Equity Awards Granted by Seller of Kelway
The Company issued 1.6 million shares of CDW common stock as part of the consideration transferred to certain sellers for the acquisition of Kelway. One of the
sellers granted 0.6 million stock options to certain Kelway coworkers over his shares of CDW common stock received in this transaction. The options are not
dilutive for purposes of calculating diluted weighted-average shares outstanding as the underlying shares were issued as part of the consideration transferred and are
included within basic weighted-average shares outstanding since the acquisition date. The weighted average grant date fair value of the stock options was $21.8
million or $35.93 per option. The grant date fair value of the options was determined by calculating the fair value of the common stock that was issued which will
eventually settle these options.

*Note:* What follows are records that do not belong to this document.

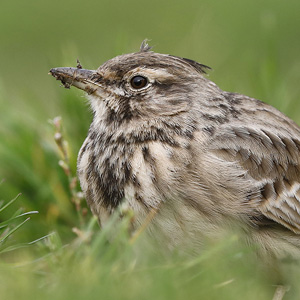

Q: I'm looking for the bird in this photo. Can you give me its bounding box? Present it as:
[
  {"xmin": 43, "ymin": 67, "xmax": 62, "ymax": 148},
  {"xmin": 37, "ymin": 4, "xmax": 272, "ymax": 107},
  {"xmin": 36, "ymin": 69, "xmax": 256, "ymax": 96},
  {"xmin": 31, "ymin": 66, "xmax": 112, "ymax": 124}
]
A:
[{"xmin": 50, "ymin": 41, "xmax": 300, "ymax": 257}]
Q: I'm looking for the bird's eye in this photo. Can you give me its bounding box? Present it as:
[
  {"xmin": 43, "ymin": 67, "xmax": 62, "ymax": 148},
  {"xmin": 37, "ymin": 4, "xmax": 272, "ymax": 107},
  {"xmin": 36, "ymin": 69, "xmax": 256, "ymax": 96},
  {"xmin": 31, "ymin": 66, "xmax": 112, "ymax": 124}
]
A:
[{"xmin": 130, "ymin": 75, "xmax": 148, "ymax": 90}]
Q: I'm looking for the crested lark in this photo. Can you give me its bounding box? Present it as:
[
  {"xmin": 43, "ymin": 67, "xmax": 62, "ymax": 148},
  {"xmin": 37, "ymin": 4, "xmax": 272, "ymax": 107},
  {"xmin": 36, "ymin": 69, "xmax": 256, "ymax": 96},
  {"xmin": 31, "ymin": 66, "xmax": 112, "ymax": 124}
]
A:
[{"xmin": 50, "ymin": 42, "xmax": 300, "ymax": 256}]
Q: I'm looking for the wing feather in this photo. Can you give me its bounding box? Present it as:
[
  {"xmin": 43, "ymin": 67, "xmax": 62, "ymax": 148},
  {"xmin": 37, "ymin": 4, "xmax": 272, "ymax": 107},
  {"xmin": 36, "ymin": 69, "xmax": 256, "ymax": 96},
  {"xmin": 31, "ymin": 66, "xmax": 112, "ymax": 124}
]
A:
[{"xmin": 210, "ymin": 113, "xmax": 300, "ymax": 234}]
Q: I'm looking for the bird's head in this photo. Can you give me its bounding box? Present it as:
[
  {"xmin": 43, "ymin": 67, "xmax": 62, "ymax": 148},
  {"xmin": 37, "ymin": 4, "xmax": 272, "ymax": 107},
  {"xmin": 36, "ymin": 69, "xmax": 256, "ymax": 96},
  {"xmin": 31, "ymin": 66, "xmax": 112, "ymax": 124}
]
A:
[{"xmin": 50, "ymin": 42, "xmax": 217, "ymax": 135}]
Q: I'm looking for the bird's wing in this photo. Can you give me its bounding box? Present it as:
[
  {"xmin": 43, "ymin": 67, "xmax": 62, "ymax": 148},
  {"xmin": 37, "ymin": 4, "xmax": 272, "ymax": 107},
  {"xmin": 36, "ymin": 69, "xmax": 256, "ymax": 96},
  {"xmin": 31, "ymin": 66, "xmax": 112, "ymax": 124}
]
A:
[{"xmin": 210, "ymin": 105, "xmax": 300, "ymax": 234}]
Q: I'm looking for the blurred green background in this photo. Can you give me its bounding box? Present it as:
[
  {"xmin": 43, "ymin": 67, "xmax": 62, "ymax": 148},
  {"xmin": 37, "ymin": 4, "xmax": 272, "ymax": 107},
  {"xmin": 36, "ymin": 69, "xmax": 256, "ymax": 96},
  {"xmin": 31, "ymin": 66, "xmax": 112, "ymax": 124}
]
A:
[
  {"xmin": 0, "ymin": 0, "xmax": 300, "ymax": 241},
  {"xmin": 0, "ymin": 0, "xmax": 300, "ymax": 299},
  {"xmin": 0, "ymin": 0, "xmax": 300, "ymax": 241}
]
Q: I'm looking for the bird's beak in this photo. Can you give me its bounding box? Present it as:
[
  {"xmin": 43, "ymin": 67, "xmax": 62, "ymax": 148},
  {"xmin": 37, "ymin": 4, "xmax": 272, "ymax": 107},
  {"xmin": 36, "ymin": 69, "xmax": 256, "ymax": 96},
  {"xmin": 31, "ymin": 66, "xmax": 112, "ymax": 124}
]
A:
[{"xmin": 49, "ymin": 68, "xmax": 100, "ymax": 94}]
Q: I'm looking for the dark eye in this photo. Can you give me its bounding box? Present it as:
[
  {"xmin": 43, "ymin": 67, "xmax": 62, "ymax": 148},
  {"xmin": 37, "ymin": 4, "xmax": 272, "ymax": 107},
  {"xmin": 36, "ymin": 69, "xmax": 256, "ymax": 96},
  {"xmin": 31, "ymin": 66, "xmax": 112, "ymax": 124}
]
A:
[{"xmin": 130, "ymin": 75, "xmax": 148, "ymax": 90}]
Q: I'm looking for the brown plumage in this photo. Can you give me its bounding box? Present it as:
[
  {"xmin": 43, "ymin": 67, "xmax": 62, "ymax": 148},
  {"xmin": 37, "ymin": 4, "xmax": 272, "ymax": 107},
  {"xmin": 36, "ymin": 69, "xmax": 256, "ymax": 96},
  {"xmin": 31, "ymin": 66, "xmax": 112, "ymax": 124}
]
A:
[{"xmin": 50, "ymin": 43, "xmax": 300, "ymax": 256}]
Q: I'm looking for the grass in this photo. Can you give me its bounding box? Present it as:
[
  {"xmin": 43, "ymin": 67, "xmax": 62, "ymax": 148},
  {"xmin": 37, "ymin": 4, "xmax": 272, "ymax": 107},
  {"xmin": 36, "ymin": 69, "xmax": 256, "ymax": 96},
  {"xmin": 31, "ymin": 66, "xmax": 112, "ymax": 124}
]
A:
[{"xmin": 0, "ymin": 0, "xmax": 300, "ymax": 299}]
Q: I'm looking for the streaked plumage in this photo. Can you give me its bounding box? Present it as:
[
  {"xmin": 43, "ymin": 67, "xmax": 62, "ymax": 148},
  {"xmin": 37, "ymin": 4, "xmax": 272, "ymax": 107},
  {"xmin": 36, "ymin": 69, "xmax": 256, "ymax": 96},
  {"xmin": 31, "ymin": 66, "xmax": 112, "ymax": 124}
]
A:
[{"xmin": 50, "ymin": 44, "xmax": 300, "ymax": 256}]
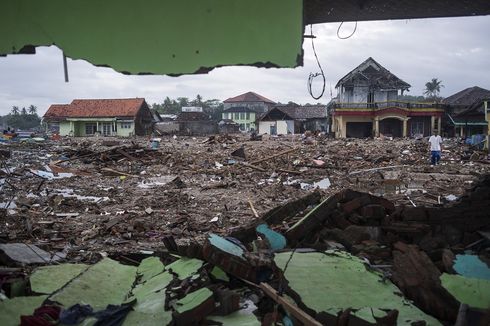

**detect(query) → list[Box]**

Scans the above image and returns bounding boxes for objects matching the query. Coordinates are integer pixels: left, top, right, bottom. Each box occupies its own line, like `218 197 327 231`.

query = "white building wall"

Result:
259 120 294 135
259 121 276 134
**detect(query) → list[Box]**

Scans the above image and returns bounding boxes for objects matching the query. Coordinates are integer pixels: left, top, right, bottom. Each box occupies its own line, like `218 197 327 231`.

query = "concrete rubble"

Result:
0 135 490 325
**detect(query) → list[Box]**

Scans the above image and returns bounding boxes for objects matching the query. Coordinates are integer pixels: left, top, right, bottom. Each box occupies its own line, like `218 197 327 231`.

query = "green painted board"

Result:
138 257 165 283
211 266 230 282
274 252 440 325
165 257 204 280
133 272 173 301
50 258 136 310
0 295 48 326
123 310 172 326
207 310 261 326
29 264 88 294
0 0 303 74
440 273 490 309
175 288 213 314
123 291 172 326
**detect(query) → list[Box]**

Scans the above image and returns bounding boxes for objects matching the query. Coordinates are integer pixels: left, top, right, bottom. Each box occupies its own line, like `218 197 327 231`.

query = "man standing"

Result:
429 130 442 165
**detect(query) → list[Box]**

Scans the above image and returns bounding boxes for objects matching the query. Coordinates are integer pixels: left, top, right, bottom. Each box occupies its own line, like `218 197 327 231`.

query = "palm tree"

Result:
424 78 444 99
29 104 37 115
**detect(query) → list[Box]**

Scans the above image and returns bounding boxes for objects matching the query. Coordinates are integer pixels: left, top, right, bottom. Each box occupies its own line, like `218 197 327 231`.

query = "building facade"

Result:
222 92 275 132
332 58 444 138
43 98 154 137
259 105 328 135
221 106 257 132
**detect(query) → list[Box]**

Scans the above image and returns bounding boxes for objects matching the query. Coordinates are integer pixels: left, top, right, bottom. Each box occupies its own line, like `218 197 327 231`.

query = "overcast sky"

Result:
0 16 490 115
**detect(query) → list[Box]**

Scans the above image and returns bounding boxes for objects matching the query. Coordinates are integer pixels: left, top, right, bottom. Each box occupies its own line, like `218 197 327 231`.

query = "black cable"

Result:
308 25 327 100
337 20 357 40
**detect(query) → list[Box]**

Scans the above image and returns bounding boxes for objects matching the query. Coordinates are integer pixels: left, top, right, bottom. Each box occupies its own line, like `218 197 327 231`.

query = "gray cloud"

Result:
0 16 490 115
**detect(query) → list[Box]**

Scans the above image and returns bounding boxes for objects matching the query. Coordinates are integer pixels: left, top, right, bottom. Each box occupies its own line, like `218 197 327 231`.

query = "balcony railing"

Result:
334 101 444 109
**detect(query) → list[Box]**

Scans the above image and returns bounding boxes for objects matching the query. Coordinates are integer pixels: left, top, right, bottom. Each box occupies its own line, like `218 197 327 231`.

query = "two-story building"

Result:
43 98 154 137
442 86 490 137
222 92 275 131
332 57 444 138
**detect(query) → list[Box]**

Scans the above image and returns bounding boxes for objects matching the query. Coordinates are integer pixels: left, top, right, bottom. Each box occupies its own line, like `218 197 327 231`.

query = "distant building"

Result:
223 92 276 113
43 98 154 137
259 105 328 135
176 108 218 136
222 106 257 132
221 92 275 131
332 58 444 138
442 86 490 137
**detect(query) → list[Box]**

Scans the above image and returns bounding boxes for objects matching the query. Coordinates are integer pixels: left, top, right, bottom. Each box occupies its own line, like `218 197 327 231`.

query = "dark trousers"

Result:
430 151 441 165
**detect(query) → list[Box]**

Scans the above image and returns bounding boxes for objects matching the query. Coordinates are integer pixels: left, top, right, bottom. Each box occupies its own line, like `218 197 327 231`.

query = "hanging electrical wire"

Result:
308 25 326 100
337 21 357 40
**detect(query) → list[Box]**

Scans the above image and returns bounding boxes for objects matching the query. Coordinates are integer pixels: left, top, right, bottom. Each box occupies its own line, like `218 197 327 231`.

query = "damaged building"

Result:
43 98 154 137
259 105 328 135
332 58 444 138
443 86 490 137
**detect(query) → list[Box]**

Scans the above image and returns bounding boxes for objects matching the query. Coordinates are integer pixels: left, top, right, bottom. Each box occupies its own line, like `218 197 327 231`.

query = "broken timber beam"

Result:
239 162 267 172
286 193 342 242
100 168 134 177
251 147 299 164
260 283 322 326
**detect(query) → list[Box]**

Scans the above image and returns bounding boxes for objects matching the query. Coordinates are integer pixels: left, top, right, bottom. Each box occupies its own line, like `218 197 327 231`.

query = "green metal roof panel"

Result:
0 0 303 75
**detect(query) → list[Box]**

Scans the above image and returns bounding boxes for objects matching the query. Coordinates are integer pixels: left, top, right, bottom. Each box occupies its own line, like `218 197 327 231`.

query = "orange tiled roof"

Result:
224 92 275 104
44 98 145 119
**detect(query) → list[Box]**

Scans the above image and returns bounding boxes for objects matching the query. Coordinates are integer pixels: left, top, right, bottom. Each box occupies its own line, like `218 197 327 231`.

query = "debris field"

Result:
0 135 490 325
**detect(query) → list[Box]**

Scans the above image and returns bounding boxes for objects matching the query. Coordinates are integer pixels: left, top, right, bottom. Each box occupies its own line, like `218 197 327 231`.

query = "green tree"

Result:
424 78 444 100
28 104 37 115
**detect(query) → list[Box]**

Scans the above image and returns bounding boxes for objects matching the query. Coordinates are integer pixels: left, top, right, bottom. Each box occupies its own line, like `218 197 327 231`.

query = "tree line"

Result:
0 104 41 130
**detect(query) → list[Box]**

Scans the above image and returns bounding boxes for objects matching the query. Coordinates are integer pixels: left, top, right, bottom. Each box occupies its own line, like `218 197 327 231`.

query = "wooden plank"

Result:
250 147 299 164
260 283 322 326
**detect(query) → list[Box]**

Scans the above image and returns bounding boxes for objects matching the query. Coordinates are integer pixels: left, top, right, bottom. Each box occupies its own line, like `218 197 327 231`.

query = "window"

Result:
85 123 97 135
121 122 133 129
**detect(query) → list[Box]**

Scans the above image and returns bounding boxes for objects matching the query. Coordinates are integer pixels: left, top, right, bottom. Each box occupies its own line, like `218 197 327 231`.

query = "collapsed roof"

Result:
335 57 411 90
44 98 146 120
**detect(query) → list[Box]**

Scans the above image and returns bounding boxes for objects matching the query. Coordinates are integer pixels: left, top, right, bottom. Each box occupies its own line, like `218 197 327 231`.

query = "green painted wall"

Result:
222 112 257 131
117 122 134 137
0 0 303 74
60 121 71 136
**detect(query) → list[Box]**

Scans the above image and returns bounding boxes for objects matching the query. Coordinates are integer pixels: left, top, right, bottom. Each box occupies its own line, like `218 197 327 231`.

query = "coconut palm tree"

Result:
28 104 37 115
424 78 444 99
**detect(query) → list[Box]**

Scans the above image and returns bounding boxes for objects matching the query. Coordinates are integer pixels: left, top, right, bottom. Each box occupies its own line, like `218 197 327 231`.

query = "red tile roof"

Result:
224 92 275 104
44 98 145 119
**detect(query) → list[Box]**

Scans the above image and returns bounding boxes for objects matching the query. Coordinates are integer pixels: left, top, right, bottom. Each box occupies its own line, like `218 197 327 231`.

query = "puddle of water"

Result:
0 201 17 209
31 170 75 180
138 175 176 189
53 189 109 203
313 178 332 189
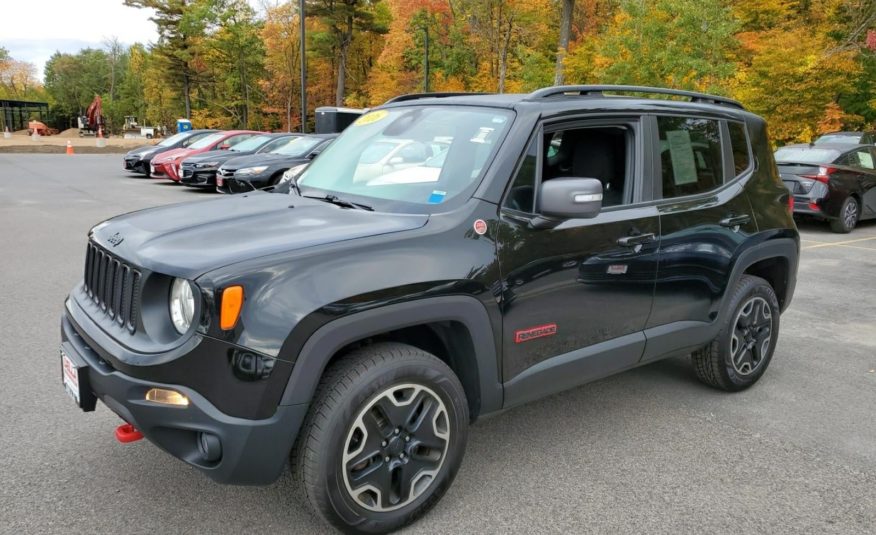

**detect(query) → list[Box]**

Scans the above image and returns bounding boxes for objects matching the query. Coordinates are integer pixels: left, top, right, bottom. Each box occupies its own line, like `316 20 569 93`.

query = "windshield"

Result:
271 136 322 158
298 106 513 205
189 132 225 149
815 134 861 145
258 136 300 154
229 136 271 152
158 132 192 147
776 147 840 164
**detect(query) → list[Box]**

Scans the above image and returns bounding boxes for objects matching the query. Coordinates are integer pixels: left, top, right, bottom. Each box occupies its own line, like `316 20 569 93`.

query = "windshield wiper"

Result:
302 195 374 212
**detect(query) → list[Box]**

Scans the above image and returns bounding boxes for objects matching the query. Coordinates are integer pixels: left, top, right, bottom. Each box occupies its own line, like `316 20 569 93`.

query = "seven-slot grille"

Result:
85 243 141 333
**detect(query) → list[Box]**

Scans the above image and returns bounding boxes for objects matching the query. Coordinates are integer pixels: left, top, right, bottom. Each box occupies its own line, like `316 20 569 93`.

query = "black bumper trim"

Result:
59 316 307 485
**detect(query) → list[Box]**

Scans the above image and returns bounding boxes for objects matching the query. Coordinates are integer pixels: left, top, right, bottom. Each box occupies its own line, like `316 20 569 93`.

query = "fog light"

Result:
198 432 222 463
146 388 189 407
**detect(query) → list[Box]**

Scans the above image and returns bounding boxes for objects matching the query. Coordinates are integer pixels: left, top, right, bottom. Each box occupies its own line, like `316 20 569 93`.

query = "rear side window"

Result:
727 123 751 176
657 117 724 199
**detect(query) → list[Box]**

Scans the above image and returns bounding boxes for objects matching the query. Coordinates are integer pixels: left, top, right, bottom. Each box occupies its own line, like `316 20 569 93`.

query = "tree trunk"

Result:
335 14 353 106
183 71 192 120
554 0 575 85
498 15 514 93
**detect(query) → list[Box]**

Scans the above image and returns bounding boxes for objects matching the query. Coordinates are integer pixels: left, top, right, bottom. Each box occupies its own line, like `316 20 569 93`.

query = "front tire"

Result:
691 275 780 392
292 342 469 533
830 196 861 234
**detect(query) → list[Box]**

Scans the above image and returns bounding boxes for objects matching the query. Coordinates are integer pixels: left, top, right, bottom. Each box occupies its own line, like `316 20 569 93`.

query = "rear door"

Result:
643 115 757 360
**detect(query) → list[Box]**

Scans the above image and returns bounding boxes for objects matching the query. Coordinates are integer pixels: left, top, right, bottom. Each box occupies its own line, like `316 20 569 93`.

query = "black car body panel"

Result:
62 87 799 483
123 130 217 176
778 144 876 220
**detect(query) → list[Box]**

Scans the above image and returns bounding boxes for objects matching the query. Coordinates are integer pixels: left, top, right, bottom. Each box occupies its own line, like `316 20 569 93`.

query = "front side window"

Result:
298 106 514 209
657 117 724 199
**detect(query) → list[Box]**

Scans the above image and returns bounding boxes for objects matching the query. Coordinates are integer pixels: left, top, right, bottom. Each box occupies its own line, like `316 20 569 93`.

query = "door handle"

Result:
718 215 751 228
617 232 657 247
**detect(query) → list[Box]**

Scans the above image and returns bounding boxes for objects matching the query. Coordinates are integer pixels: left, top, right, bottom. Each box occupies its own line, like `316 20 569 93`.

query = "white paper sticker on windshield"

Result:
666 130 697 186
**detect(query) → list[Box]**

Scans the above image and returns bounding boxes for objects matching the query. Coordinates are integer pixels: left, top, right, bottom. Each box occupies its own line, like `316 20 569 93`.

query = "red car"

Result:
149 130 264 182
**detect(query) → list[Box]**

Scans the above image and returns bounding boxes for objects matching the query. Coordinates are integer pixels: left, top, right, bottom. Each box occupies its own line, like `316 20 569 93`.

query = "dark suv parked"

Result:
61 86 799 533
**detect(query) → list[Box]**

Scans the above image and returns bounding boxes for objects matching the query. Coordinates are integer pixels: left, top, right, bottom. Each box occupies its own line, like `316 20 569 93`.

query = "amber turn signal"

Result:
146 388 189 407
219 285 243 331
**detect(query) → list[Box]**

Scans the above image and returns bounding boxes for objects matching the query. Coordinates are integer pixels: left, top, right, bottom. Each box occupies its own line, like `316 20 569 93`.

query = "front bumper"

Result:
61 314 307 485
180 168 216 187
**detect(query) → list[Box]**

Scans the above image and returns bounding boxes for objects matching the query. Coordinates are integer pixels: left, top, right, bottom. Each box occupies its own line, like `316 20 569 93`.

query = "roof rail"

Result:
384 92 490 104
526 85 745 110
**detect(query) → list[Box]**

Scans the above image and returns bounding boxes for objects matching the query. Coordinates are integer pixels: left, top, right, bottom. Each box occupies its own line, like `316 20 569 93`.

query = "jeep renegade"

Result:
61 86 799 533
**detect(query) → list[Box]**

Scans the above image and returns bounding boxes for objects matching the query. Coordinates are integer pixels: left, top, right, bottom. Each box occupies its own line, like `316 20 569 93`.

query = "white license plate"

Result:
61 349 82 405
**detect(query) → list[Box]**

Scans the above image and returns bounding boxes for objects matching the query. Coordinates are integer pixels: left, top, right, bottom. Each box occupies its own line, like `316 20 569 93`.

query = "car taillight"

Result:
800 165 836 184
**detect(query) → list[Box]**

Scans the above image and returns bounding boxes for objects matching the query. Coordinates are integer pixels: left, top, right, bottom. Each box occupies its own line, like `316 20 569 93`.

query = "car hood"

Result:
90 192 428 279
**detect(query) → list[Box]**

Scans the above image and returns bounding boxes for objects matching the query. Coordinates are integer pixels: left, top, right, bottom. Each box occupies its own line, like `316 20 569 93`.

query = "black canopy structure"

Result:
0 100 49 132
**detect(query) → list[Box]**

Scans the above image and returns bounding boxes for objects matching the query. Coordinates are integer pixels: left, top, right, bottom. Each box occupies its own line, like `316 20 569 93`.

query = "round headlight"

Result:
170 279 195 334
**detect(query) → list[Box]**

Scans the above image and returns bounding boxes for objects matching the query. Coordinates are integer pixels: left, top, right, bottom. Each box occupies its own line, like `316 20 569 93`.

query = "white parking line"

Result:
801 236 876 250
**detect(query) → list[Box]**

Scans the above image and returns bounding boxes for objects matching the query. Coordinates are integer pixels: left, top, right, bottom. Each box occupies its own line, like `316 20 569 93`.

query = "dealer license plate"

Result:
61 349 82 406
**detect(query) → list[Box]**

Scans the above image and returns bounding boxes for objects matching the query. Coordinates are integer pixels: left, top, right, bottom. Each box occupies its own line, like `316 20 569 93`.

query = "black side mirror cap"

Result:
538 177 602 220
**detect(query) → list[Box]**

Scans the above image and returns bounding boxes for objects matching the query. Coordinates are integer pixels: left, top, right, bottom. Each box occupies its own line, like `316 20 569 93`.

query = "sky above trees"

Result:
0 0 876 143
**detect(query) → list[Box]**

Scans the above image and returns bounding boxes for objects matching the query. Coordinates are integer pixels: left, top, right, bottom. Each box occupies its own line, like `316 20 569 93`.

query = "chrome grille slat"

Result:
84 243 142 334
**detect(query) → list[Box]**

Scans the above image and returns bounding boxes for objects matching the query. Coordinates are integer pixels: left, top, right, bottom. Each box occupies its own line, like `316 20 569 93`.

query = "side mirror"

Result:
538 177 602 219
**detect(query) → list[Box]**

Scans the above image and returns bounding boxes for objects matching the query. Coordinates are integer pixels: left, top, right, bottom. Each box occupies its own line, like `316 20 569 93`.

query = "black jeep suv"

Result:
61 86 799 533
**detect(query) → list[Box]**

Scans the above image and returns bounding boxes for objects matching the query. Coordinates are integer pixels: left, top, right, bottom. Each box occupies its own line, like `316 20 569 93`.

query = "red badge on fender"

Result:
514 323 557 344
474 219 487 236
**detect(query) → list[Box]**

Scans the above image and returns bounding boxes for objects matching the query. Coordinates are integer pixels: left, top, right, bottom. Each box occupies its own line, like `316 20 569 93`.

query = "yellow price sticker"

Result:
353 110 389 126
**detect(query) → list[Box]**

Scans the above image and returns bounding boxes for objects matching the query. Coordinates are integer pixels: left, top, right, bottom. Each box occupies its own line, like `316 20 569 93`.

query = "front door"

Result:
498 117 660 405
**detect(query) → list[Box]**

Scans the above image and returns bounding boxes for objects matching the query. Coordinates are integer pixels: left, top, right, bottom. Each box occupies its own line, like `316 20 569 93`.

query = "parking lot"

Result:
0 154 876 534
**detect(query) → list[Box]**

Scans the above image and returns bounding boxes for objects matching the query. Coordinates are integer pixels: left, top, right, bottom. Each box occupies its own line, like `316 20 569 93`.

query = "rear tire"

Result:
691 275 780 392
830 196 861 234
291 342 469 534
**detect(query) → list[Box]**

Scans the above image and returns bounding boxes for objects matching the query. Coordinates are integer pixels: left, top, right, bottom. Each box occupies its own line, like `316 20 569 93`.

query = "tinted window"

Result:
776 147 840 164
657 117 724 199
727 123 751 176
504 138 538 213
846 149 874 169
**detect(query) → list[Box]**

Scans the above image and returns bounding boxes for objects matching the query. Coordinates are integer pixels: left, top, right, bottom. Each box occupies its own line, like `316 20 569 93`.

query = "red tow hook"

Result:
116 424 143 444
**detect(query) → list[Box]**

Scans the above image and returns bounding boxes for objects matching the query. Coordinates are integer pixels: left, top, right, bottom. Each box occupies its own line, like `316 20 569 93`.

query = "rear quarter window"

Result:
727 122 751 176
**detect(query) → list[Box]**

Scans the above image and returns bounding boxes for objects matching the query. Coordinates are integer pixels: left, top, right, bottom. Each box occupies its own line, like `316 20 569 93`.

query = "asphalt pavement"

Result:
0 154 876 534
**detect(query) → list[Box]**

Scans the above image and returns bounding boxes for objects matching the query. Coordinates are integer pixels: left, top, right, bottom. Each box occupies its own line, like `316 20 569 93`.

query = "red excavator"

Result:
79 95 106 137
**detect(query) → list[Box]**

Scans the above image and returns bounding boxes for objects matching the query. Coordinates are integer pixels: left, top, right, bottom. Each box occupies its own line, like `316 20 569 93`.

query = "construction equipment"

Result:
27 121 58 136
79 95 106 137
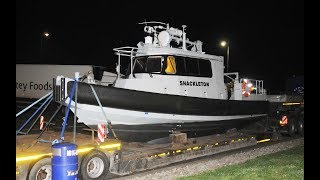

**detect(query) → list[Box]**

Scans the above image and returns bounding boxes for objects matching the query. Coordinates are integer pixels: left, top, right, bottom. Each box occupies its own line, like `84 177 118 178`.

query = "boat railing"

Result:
113 46 138 58
240 78 267 94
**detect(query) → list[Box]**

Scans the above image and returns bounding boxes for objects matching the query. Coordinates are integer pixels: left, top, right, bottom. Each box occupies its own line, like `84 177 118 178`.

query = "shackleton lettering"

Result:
180 81 209 86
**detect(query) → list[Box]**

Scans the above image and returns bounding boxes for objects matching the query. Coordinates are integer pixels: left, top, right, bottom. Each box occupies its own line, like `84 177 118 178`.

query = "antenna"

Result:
182 25 187 50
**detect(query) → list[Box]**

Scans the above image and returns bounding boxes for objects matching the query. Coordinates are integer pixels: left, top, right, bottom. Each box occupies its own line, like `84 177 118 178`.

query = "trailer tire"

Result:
288 118 297 137
297 119 304 137
28 158 52 180
80 150 110 180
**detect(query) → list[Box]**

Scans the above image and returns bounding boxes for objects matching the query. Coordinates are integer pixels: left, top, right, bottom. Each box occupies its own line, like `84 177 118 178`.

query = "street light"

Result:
40 31 50 49
220 41 230 72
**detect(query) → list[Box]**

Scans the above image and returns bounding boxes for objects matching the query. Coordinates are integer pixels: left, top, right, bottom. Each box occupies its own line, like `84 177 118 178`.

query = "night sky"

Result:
16 0 304 94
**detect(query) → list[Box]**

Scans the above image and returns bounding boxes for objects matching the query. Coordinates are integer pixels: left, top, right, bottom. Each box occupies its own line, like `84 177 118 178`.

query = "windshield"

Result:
133 56 163 73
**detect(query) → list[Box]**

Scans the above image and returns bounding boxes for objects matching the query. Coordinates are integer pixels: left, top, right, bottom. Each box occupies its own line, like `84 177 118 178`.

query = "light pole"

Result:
40 31 50 49
220 41 230 72
40 31 51 59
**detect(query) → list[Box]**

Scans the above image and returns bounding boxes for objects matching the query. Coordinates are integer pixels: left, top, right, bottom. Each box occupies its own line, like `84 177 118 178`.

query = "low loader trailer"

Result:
16 130 258 180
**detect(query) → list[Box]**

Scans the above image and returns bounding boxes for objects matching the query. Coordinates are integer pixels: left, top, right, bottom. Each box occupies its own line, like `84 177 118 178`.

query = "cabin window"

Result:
199 60 212 77
185 58 199 76
175 56 186 75
165 56 177 74
146 56 163 73
133 56 163 73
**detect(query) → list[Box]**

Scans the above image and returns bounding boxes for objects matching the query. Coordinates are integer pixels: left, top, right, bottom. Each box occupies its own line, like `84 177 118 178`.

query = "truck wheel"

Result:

The exercise price of these stock options is $0.01 . The fair value of these stock options has been accounted for as post-combination
stock-based compensation, as service is required for the coworkers to retain the awards, and is being amortized over the weighted-average requisite service period.
No options were forfeited or vested during the year ended December 31, 2015 . Options that are forfeited prior to vesting will not be available for future option
issuances and will revert as consideration to the seller. For further details regarding the acquisition, refer to Note 3 (Acquisition) .
Pre-IPO Equity Awards
Prior to the IPO, the Company had the following equity-based compensation plans in place:
ClassBCommonUnits
The Board of Managers of CDW Holdings adopted the CDW Holdings LLC 2007 Incentive Equity Plan (the “Plan”) for coworkers, managers, consultants and
advisors of the Company and its subsidiaries. The Plan permitted a committee designated by the Board of Managers of CDW Holdings (the “Committee”) to grant
or sell to any participant Class A Common Units or Class B Common Units of CDW Holdings in such quantity, at such price, on such terms and subject to such
conditions that were consistent with the Plan and as established by the Committee.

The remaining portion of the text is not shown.